Angela's amateur hour: after nearly wrecking monetary union through inaction, bumbling German Chancellor Merkel may have saved the eurozone despite herself.

AuthorEngelen, Klaus C.

The endgame for Greece is at hand. Eurozone policymakers appear to accept that the country is insolvent. That acceptance comes "a bit late but not too late," as the Financial Times recently summed up the situation in its Lex column.

A year into the crisis and alter driving up the bailout costs of taxpayers horrendously, Berlin has won the bail-in of the private sector that it needed in order to calm voters. Whether this will save Greece and monetary union remains uncertain.

Why did it take so long? Last spring, as Greece's problems began to mount, Deutsche Bank CEO Josef Ackermann, who chairs the Institute of International Finance, offered to put together a 30 [euro] billion bridge loan on a public-private partnership basis. He and other bankers wanted to secure Greece's external liquidity needs for a year. But the proposal was rejected by German Chancellor Angela Merkel, other EU leaders, and the EU Commission. They thought they could handle any eurozone crisis with public resources, and they ignored the advice of bankers and economists who had experience with Latin America and especially with Argentina's default.

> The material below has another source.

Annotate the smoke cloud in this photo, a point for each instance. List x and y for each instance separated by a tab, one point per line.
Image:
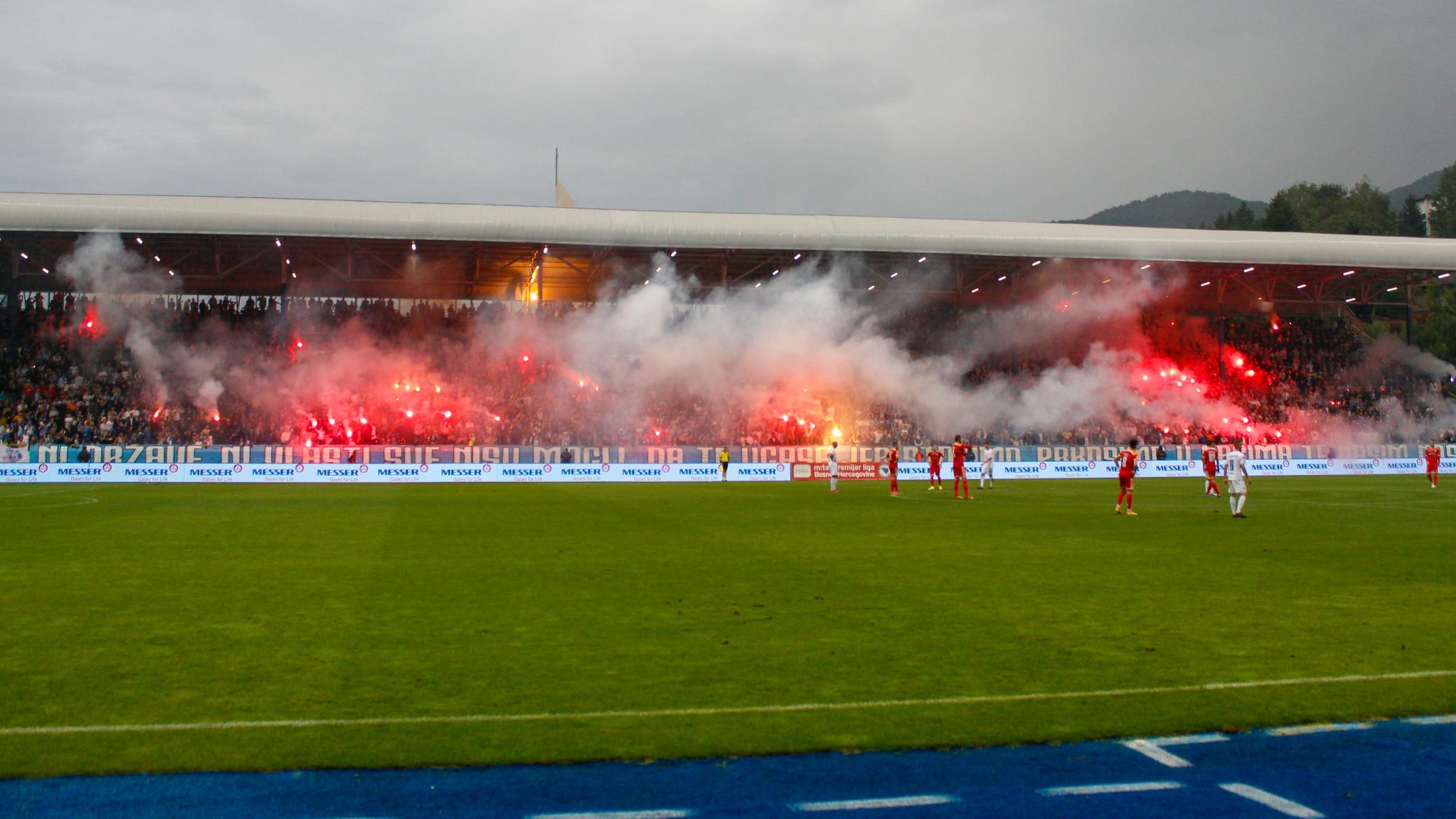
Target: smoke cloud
1074	352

Ackermann's motive behind his proposals and his well-reported trip to Athens was to give eurozone governments enough breathing room to establish something of a European Monetary Fund to cope with Greece and other highly indebted eurozone members in the periphery.

Such private-sector involvement at a much earlier stage would have been helpful. It could have contained the Greek sovereign debt virus from spreading to other members. But only as the specter of a breakup of monetary union started to haunt Europe's policymakers was the taboo against including private-sector involvement finally broken. In the run-up to the special EU summit in July 2011, key European leaders called on the IIF and its director Charles Dallara to spell out how leading European financial institutions could contribute toward helping Greece avoid an insolvency. The recommendations of an IIF white paper on Greece are reflected in the central elements of the EU summit's second Greek rescue package (see box).

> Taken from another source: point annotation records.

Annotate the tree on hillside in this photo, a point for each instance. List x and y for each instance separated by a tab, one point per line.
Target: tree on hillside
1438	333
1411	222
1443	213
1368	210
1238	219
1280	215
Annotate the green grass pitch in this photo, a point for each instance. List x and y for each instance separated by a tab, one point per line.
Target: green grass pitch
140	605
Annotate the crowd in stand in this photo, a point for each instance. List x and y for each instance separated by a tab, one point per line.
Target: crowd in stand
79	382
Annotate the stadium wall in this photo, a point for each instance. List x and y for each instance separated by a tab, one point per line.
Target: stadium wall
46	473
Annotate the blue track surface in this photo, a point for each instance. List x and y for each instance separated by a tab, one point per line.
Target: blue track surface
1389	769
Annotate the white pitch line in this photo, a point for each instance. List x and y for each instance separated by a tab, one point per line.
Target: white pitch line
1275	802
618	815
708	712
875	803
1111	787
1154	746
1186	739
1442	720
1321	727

The special EU summit seems to be an appropriate time to look back at the turbulent Berlin government efforts to have banks and other Greek bond investors share some of the rescue burden.

The markets have tested Chancellor Merkel's trial-and-error approach. "Is there an endgame in sight?" was the timely question raised in TIE s Winter 2011 issue, looking at Germany's role in the dismal management of the eurozone's sovereign debt crisis and how much could be attributed to Merkel's governing style. Merkel has stuck to a short-term, politically low-cost strategy, trying to maintain or gain political power while making a minimum of political enemies. After all, she is a "power frau," and indeed for many years her approach has been quite successful.

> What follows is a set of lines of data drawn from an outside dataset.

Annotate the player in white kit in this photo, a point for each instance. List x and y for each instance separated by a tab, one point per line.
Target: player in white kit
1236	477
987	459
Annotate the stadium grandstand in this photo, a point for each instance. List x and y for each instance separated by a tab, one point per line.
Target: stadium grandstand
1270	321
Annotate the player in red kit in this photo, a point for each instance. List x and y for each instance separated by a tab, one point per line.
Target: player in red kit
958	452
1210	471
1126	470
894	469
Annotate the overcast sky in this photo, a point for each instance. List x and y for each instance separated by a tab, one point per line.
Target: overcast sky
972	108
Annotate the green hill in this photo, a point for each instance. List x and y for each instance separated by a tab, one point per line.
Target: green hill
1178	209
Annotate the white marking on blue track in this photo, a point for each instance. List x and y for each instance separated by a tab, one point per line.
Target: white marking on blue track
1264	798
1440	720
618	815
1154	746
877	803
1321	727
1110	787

In the effort to involve the private sector, Germany--as the financially strongest member of the eurozone---has been supported by other creditor countries such as the Netherlands, Austria, and Finland. This "northern" creditor bloc, however, has been lacing increasing opposition the farther south one looks. In Italy, Spain, and Portugal, the calls for eurobonds, larger rescue facilities, and lower support interest rates have been getting louder. While Belgium, with a precariously high sovereign debt but unable to form government, has stayed on the sideline, France, fearing that it also might be contaminated, has been warming up to the idea of private-sector involvement. With the crisis reaching a breaking point, certain questions arise. What did the German effort to push for burden sharing so far achieve? What have been the consequences for market and risk premiums, and the impact on total bailout costs for taxpayers in creditor countries?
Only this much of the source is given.